The Internet has also encouraged parents to embark, like good students, on neurotic quests for the definitive answer to each of these risks: the one correct response to each parenting quandary. The reflexive position of the gentle parent is to favor science over tradition, which is mostly denigrated as being the cause of great pain rather than the source of useful wisdom; the gentle parent does not call their mother when in doubt, but rather consults Google for the latest research. This makes sense up to a point, but sometimes we have to just trust our guts.
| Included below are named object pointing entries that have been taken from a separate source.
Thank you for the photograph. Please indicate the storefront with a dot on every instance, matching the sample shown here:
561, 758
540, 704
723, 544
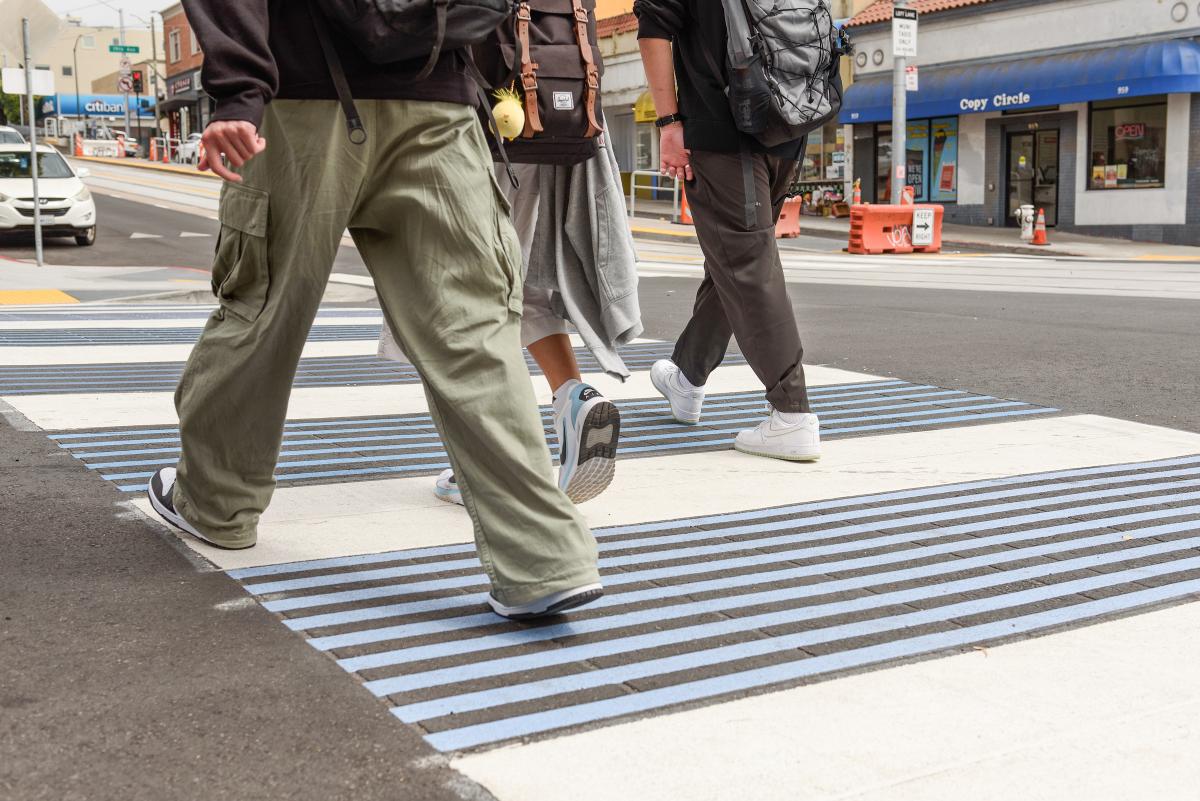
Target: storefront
1099, 138
187, 108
A lot of things can benefit from optimization, sure, but human relationships are still hopelessly founded on the unwieldy particularities and inconsistencies of the human.

I’m not the first to complain about parenting scripts. Janet Lansbury, author of No Bad Kids and widely considered responsible for popularizing “respectful parenting,” has spoken on her podcast about her discomfort with the standard of perfection advanced by the use of parenting scripts. In one episode’s introduction, Lansbury says she believes it’s better not to “focus on words that we say with children but more on our perception of the situation” and that “generally, memorized scripts or phrases aren’t going to be as important as our true feelings and intentions.” As is often the case, it’s possible to say all the right words and still fail to grasp the larger project. Scripts may be helpful at first for overwriting the harmful vocabularies and speech patterns that may have narrated our own childhoods, but a parent who is engaged and clear about their values likely doesn’t need the word-for-word instruction.

The scripts encourage an unsettling framework for thinking about parenting, in which there is always an ideal response, and every other option is wrong. You might say this approach infantilizes the parents, by failing to trust them to speak to their own children. But accounts like Big Little Feelings will not rest until parents have memorized lines like customer service robots, all the way down to our conjunction usage. Remember: not “you’re sad, but screen time is over.” It’s “you’re sad, and screen time is over.”